SUN’s UltraSparc T1 - the Next Generation Server CPUs
by Johan De Gelas on December 29, 2005 10:03 AM EST- Posted in
- CPUs
Introduction
SUN's Ultrasparc T1, formerly known as Niagara, is much more than just a new UltraSparc. It is the harbinger of a new generation of CPUs, which focus almost solely on Thread Level Parallelism. No less than 32 independent parts of a different program (threads) can be "in flight" on the chip.

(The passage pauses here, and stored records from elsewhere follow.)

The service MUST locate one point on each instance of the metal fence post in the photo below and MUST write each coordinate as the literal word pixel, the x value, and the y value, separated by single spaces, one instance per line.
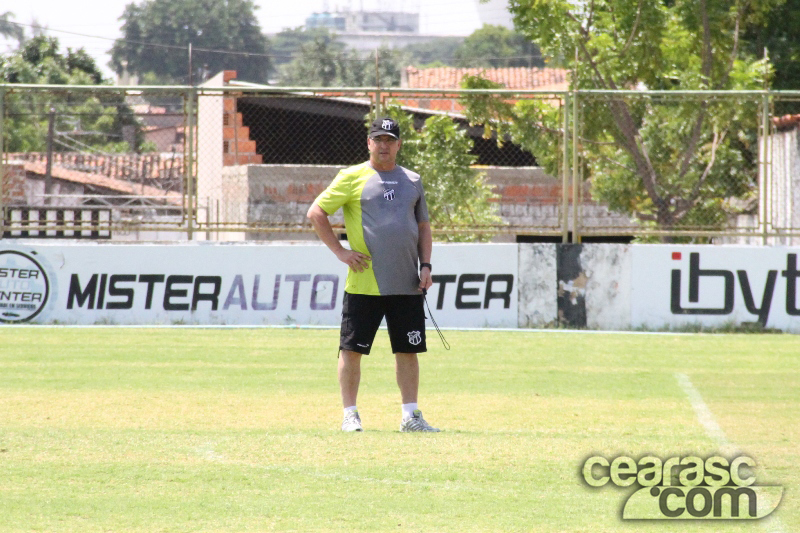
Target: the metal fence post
pixel 763 185
pixel 377 102
pixel 565 174
pixel 2 161
pixel 190 192
pixel 576 197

It is SUN's first implementation of their Throughput computing philosophy, and compared to what we are used to in the AMD/Intel world, it is a pretty extreme architecture that focuses on network and server performance.
Stubborn Server applications
The basic idea behind the UltraSparc T1 is that most modern superscalar Out-Of-Order CPUs may be excellent for games, digital content creation and scientific calculations, but they are not a good match for commercial server loads.

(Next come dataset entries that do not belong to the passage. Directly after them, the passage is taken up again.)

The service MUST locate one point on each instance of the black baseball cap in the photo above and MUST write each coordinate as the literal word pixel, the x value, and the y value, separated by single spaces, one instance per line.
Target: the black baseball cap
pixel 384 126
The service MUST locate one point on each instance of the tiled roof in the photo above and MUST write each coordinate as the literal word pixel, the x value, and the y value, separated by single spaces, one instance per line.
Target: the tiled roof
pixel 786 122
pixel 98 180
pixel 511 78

These complex CPUs can decode up to 3 (Opteron) to 8 (Power 5) instructions in parallel, put in a buffer and try to issue them across 9 or more units. In theory, these CPUs can decode, issue, execute and retire up to 3 (Opteron) to 5 (IBM Power) instructions per clock cycle. They have huge buffers (up to 200 instructions) to keep many instructions in flight.
Server workloads, however, cannot make good use of all this parallelism for several reasons. The main reason is that commercial server loads move a lot of data around and perform relatively little calculation on that data. Moving a lot of data around means that you may need a lot of accesses to the memory, which results in many cycles wasted while the CPU has to wait for the data to arrive. As many different users query different parts of the database, caching cannot be as efficient (low locality of reference). In the past years, memory latency has become worse as memory speed increased a lot slower than the speed of the CPU. Memory latency is even worse on MP (Multi-Processor) systems, and has risen from a few tens of CPU cycles to 200-400 clock cycles. The second reason is that many of the calculations performed on that data involve data dependent (read: hard to predict) branches, which makes it even harder to do a lot in parallel.

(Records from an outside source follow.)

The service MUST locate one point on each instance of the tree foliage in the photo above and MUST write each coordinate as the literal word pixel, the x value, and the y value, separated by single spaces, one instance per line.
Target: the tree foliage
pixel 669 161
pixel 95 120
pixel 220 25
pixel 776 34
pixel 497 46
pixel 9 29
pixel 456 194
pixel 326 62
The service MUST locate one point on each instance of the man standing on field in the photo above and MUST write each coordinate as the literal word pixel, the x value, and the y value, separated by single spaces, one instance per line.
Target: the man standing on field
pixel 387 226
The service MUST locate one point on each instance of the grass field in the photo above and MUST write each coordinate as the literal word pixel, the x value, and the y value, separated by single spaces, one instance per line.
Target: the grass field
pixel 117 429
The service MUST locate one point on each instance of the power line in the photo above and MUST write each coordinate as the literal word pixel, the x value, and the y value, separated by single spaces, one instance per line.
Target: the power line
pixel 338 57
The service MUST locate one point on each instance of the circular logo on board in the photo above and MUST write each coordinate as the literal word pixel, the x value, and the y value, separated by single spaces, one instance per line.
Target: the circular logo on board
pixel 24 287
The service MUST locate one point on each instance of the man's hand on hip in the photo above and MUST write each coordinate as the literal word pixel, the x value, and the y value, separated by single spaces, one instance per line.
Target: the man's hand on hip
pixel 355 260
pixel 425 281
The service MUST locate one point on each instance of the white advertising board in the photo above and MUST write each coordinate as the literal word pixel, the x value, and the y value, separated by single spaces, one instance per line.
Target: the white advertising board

You might counter these two problems by eliminating the branches through predication and incorporate very large caches. That is what the Itanium family does, but even the mighty Itanium is not capable of running those server loads at high speeds despite predication and gigantic caches. Below, you can see Intel's own numbers for CPU utilization on the 3 different workloads.
The applications that can be found inside Spec Integer benchmark are still rather compute-intensive compared to server applications. Compression, FPGA Circuit Placement and Routing, Compiling and interpreting, and computer visualization are representatives of very CPU intensive integer loads. On average, the best desktop CPUs such as the Athlon 64 or Intel Dothan are capable of sustaining 0.8 to 1 instructions per clock cycle in this benchmark, while the Pentium 4 is around 0.5-0.7 IPC. Itanium is capable of a 1.3-1.5 IPC. That may sound like very low numbers, but let us compare SpecInt with typical server loads. In the table below, you find how the 4-way superscalar USIIIi does on the various benchmarks.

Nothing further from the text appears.